今日10月16日は、灰田有紀彦先生のご命日です。お亡くなりになったのは1986(昭和61)年のこの日ですから、今年で39年となりました。言問学舎塾長ブログに綴った文章を、敬体に改めて転載させていただきます。
39年と言えば、一人の人間が「不惑」を迎えようという年月であります。それほどの長い期間、「森の小径」や「鈴懸の径」に代表される、有紀彦先生の美しい灰田メロディーとともに生きて来られた私は、なんと幸せなのだろう、と思います。「森の小径」、「鈴懸の径」に代表される美しい灰田メロディーが、時として私を救い、慰め、そして前へ進む強い力を与えてくれました。これまでにもいく度か、この10月の文章として書かせていただいていますが、有紀彦先生の美しいメロディと、勝彦先生の力強い、まっすぐな歌声が、正しく生きる力を与えて下さったのです。
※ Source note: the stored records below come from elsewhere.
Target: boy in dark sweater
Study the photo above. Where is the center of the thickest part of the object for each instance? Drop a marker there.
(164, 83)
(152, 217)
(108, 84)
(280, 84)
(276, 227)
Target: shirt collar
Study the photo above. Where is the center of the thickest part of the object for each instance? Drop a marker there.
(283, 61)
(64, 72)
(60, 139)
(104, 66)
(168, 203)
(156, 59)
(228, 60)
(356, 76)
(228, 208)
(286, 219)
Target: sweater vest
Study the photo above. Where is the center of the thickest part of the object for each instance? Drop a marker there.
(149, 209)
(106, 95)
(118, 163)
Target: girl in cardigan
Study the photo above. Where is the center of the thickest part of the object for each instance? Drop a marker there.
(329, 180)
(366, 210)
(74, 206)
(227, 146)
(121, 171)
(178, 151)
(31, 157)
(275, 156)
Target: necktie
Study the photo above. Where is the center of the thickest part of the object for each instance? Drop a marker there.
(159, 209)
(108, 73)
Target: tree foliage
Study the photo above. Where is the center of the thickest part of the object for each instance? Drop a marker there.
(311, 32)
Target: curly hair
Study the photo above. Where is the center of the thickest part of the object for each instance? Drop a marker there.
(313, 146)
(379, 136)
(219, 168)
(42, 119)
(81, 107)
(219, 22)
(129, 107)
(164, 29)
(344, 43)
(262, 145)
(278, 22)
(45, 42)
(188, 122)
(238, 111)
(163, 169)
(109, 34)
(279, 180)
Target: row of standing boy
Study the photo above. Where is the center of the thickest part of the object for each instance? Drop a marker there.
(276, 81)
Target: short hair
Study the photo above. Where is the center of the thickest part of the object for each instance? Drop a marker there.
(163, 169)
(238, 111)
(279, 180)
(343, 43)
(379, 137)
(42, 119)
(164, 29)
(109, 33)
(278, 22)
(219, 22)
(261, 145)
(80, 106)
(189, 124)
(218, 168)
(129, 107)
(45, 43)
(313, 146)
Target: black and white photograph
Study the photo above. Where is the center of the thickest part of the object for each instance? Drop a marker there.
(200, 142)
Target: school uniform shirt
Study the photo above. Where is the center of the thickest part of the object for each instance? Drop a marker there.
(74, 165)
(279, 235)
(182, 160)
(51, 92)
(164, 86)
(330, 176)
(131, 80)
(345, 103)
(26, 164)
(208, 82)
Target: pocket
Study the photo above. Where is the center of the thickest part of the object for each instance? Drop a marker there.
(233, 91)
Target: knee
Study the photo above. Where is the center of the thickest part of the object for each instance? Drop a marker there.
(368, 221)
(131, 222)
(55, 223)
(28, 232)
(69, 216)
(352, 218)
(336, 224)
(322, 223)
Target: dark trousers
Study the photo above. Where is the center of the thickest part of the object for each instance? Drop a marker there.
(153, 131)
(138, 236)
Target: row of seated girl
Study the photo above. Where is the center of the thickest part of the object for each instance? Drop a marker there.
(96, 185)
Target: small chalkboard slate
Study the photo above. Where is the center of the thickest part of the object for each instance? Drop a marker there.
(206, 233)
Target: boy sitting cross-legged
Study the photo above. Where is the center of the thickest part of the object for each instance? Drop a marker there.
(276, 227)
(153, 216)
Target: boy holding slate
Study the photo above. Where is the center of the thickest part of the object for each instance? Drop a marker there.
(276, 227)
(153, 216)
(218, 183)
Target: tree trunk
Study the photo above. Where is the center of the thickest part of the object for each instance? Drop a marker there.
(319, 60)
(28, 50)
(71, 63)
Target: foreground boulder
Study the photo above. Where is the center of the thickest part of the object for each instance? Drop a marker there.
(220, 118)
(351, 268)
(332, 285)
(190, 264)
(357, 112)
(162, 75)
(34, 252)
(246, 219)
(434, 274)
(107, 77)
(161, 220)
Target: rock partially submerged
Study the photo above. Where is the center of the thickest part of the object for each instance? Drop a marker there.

3年前まで、私は毎年勝彦先生のご命日にお墓参りをさせていただいておりましたが、所沢の聖地霊園にあった有紀彦先生のお墓にも、一度お参りさせていただいたことがあります。有紀彦先生のお嬢様に、お連れいただいたのです。恩愛を賜った先人を偲ぶ際、お墓参りをさせていただくのは、在世中にお目にかかることのできなかった後代の者にとっては、究極に近い追慕の営みと言っていいと思うのですが、それはお導き下さる方があってはじめてなしうることだと、改めて感謝の思いを深くしています。勝彦先生のお墓参りに伺うようになったのにも、灰田ファンの大先輩のご依頼で同道したという経緯がありましたが(これもお導きであります)、その際もお嬢様に、お寺の所在をお教えいただいたのでありました。
さて、前にも書いたことがありますが、灰田有紀彦先生の作品には、勝彦先生がお歌いになり、「ハワイアン風流行歌」と呼ばれた一群があります。昨年歌わせていただいた「アロハ東京」や「ハワイのセレナーデ」、そして「ただ一つの花」などです。「ただ一つの花」は、一昨年の10月26日、勝彦先生のご命日に歌わせていただき、YouTubeにアップしております。有紀彦先生のご作曲で、モアナグリークラブ及び楽団ニューモアナを通じて先生ご兄弟とともに活躍なさった永田哲夫先生が作詞されたものです。永田先生には、1992年の10月26日に、当時赤坂にあった「白石信とナレオハワイアンズの店 タバ・ルーム」で『遠い道、竝に灰田先生』の出版を記念し灰田ご兄弟を偲ぶ会を開いていただいた際、お目にかかっております。
ただ一つの花を胸に、ささやかな喜びを見出し、夢を持って生きた人々、灰田メロディーによって人生のしるべを見つけた人々が、おおぜいいました。私もその中の一人です。有紀彦先生のご命日である今日、今年もまた、先生に深い感謝を申し上げたいと思います。